Bryce is Ms. Warden’s son. However, he had already scheduled to be out of town on the day of the funeral, but that didn’t deter him from seeking out his friends for their help in the matter.
He immediately began to text some of his classmates and within minutes, he had six young men respond that they would help with the funeral as pallbearers.
“Bryce sent the text and asked them to wear khaki pants, shirts and ties. ‘Let’s do this!’ he told his classmates. Almost immediately, they said yes,” Warden said.
“This morning, JT and fellow Bearcats will be pallbearers at a veteran’s funeral service. Proud mom when he told me that no one should be buried without people who care present, especially a veteran,” wrote Stacie Tripp, mother of JT, on Facebook. “Exposure to patriotism and respect comes from the home, schools and community. Proud of all these boys!”

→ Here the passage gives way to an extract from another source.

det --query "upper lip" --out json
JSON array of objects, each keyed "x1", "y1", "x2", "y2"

CJ Poltack commented on a memorial page for Pino, “I am so proud of the Long Beach High School men who helped put Mr. Pino to rest. I see from their school website they had a Veteran speaker at their school on September 7th. Perhaps that speech to the student body said much more to those individuals than we could have imagined. Thank you Long Beach High School.”
“It doesn’t cost anything to take some time to do something like this,” said Warden. “If our young people can figure this out, our country is going in the right direction.”
The Sun Herald added:
The Navy provided the honor guards, who folded the American flag that draped Pino’s casket and presented it to Jim Hudson, the funeral director for the service.
Hudson, in turn, gave the flag to the boys, four of whom are on the Long Beach football team. All six decided they would have it placed in the Bearcats’ locker room. Warden said she would have a case made with a plaque that bears Pino’s name to display the flag.
The Daily Mail reports more good news, “Other teenagers in the US have volunteered their time to bury unclaimed veterans as well. In November, Today reported that a group of high school students in Michigan also served as pallbearers to homeless veterans. More than 50 students at Detroit Jesuit High School and Academy are trained as pallbearers.”
Though I despise the Vietnam War, I am grateful to men like Mr. Pino, who are willing to serve. Even more, I’m hopeful in seeing young men like these who are coming up in this generation. Let’s continue to encourage more of them!
Me Here......Karen and myself are working on a similar situation. I suddenly lost contact with a dear friend back in November. It wasn't until Early February that we learned with the help of another new friend that we were able to learn that he died in early November. He was working a contract job outside of his home state.
He had no kids, an ex-wife, no known siblings. He and I were at Air Force Basic Training and Griffiss AFB at the same time. We didn't knowingly meet at either. It was in the 1990s that we finally met through a mutual interest in trains. We became fast friends.
We have learned he died without a will or trust. He owned a home and in the basement has an extensive Lionel model railroad he so enjoyed. He was buried as an unclaimed body in the state he was working. He is a Veteran. So that was so wrong.
I still wonder if the authority's even tried to locate family and friends. If they had checked his cell phone, they would have found me trying and trying to call him. If the had checked his facebook page, they would have found others that cared. Why didn't this happen? A great, but so far unanswered question.
Did the authority's bother to check to see if he was a Veteran? Did he receive a proper Veteran's funeral with the honors he had earned? Both are to date unanswered.
Right now we are working to become administrators for his estate. I have gotten help from my American Legion in locating a lawyer in his hometown that is helping us.
Right now as far as I know we are waiting for a Death Certificate from where he died. Once we have this, the lawyer can start the probate process. This would have been much easier if there was a will or trust.
This will be a long hard battle to fight the government that is set to claim his entire estate. We are going to try to have his estate divided between veteran and railroad non-profits. This is a better use and more reflective of our friend.
I will from time to time keep you all posted on this battle.